Freewrite 7/5: Consideration and Courtesy

Y'know, the last time I checked I didn't turn in my 'right to be treated with respect' card.

And yet it seems Justin refuses to get that.  He was spouting off at me about how he didn't want to have to deal with my 'traumas' and my 'issues', and how that was keeping him from being truly considerate of me.

Fuck.  That.  Noise.

No, seriously, fuck it.  That is such utter garbage.  I have NEVER rescinded my right to be treated like a human being.  I have NEVER rescinded my right to be treated with the respect and courtesy that I deserve.  Do I have traumas to face and issues to deal with?  Sure, who doesn't?  Even he has issues and troubles he has to confront.
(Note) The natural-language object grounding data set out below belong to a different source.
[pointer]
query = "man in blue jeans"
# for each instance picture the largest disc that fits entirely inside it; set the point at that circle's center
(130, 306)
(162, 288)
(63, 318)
See, here's the thing.  And I've tried to explain this to Justin, but he refuses to see it.  The majority of the 'trauma' I deal with is security-based in nature.  I literally had days when I would be afraid to say something that might be taken as out of line, lest I be told to leave.  And don't get me into a lot of the physical threats, both promised and carried out, that I had to live with.  It wasn't an everyday thing, but it happened.  It happened enough to erode my security, my trust in others, and everything else emotionally that mattered to me.  More recently, my current landlord and his douchebag behavior aren't helping, and while I do have a place to go, the extra stress dealing with him has been causing certainly hasn't helped.  Also not helping?  Justin sitting up on his high horse condescendingly telling me how my 'issues' affect him to where he resents me.  Asshole.

Also, Justin is hardly innocent of having issues and faults of his own.  There have been times when I've gotten upset to the point of crying when I don't know what's going on with him.  All I ever wanted was to make him happy, yet between his OCD and his other faults he can make it next to impossible. 

So here and now, I'm going to say what I plan to do from here.  I'm much stronger than I was 6-7 months ago, but now it's time to work on galvanizing myself, as it were.  No more focusing on my purported 'issues' and 'traumas', and certainly no more sharing them with that idiot.  Any work that might need to be done (which really there isn't all that much at this point.  Just some fine tuning) will be done on my own, with little to no word to him unless utterly necessary.  Let's see how things go from here.  I think it'll be interesting, if nothing else.